A surprising lunch at The Poet, Matfield

Within a 16th-century building nestled in the Kentish countryside sits the charming gastropub, The Poet at Matfield. Walking through its doors, the atmosphere was friendly, low-key and laid-back – typical traits of a decent place for a pub lunch. What came out of the kitchen led by head chef and co-owner, Petrus Madutlela, though, were bold and brilliant flavours which took me by pleasant suprise.

To start was some soft-as-a-cloud home-baked bread with moreish balsamic reduction butter, as well as a complimentary appetiser from the kitchen. Arancini with gochujang – a sign of things to come.

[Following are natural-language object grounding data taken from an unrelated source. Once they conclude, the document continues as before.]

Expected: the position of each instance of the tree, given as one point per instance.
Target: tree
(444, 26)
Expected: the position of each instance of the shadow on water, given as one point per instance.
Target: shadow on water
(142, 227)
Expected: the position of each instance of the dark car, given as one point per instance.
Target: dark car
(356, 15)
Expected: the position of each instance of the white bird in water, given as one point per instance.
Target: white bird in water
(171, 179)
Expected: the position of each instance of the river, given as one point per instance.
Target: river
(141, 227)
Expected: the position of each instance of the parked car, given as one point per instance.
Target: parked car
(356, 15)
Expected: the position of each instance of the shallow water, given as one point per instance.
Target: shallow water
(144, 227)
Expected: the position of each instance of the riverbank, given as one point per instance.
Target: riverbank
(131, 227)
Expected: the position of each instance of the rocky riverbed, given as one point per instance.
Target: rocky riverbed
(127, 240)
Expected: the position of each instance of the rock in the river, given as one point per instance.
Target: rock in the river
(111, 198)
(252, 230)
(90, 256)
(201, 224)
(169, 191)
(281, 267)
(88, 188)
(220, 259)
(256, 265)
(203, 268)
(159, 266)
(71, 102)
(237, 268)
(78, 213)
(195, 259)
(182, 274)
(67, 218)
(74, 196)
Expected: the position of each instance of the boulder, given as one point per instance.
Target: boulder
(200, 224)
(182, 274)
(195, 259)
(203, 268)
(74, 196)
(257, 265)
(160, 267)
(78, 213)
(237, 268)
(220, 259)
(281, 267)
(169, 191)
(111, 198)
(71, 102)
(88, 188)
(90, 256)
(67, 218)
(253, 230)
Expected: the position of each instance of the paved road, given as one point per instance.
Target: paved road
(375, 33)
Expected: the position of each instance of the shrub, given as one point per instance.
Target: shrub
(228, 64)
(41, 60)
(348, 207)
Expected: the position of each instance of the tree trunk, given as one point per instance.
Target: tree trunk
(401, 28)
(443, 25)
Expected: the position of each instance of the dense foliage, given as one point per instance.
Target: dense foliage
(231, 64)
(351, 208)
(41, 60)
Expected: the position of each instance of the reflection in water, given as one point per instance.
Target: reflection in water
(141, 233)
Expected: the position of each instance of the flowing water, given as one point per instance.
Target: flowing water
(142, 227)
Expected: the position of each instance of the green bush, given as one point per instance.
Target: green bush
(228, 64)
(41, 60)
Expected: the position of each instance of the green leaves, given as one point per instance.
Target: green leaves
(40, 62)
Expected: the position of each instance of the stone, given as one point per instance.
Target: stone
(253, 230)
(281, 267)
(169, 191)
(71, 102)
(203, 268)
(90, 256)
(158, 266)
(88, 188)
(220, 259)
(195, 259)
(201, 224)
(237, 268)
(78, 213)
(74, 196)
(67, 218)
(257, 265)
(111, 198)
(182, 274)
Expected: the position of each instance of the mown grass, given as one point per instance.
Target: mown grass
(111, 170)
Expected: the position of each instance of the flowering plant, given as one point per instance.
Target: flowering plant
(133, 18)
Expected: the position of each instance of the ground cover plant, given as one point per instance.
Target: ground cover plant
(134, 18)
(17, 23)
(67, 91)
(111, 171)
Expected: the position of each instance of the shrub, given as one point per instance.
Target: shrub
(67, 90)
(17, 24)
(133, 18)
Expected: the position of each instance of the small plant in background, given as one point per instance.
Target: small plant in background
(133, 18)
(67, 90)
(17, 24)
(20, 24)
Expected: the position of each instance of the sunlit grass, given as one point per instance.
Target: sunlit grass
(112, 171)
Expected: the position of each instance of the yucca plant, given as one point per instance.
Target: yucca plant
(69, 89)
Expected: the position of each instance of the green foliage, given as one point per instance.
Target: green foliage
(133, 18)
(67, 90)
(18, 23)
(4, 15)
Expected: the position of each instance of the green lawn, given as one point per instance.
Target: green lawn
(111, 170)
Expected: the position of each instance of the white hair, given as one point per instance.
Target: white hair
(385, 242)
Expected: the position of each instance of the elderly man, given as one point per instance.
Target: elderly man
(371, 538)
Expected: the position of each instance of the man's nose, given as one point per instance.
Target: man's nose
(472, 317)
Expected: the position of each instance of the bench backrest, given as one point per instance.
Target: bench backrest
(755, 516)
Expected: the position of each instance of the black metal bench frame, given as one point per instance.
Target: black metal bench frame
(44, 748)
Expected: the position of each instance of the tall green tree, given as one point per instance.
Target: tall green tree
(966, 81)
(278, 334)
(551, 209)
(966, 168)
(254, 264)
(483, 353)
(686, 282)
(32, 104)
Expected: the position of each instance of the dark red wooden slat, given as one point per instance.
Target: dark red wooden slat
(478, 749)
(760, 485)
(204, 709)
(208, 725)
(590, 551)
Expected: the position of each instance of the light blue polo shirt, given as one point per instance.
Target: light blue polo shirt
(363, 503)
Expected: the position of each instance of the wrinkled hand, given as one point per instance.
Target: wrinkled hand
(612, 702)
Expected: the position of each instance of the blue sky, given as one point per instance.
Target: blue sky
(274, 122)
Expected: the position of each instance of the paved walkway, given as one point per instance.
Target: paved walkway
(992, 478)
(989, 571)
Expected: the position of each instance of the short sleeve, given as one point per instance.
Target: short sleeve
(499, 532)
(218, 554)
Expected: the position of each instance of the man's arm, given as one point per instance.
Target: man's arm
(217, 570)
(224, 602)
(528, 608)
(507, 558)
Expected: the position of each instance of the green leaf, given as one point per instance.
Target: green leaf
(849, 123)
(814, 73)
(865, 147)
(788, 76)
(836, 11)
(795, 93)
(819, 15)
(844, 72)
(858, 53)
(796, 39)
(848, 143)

After spending a few minutes studying the menu, I was more intrigued by the choice of starters than mains, so I found myself ordering two smaller plates.

First up from my two starters came the heritage beetroot, labneh, peanut satay and grapefruit dish. Not only was it beautifully presented, but its interesting, well-paired flavours left me wanting to order another one. Next came the Isle of Gigha halibut crudo, yuzu, wild ginger, aubergine and miso… with a side of triple cooked chips (no judging). Unfortunately the crudo dish didn’t 100% work for me. Perhaps there were too many bold flavours at play, translating into too many contrasts and complexities. Dare I say the triple cooked chips were excellent, though.

Although we resisted the temptation of dessert, I was drawn to the sight of several heading over to the table behind us – what I presumed to be the chocolate fondant in particular. Instead, we had coffees which came with petit fours – a bite-sized chocolate truffle and a white chocolate miso cookie each, both of which were delicious.

All in all, The Poet at Matfield was a pleasant surprise. I expected a nice albeit unmemorable pub lunch. What I got instead was indeed an incredibly refined lunch that I was raving about for days afterwards.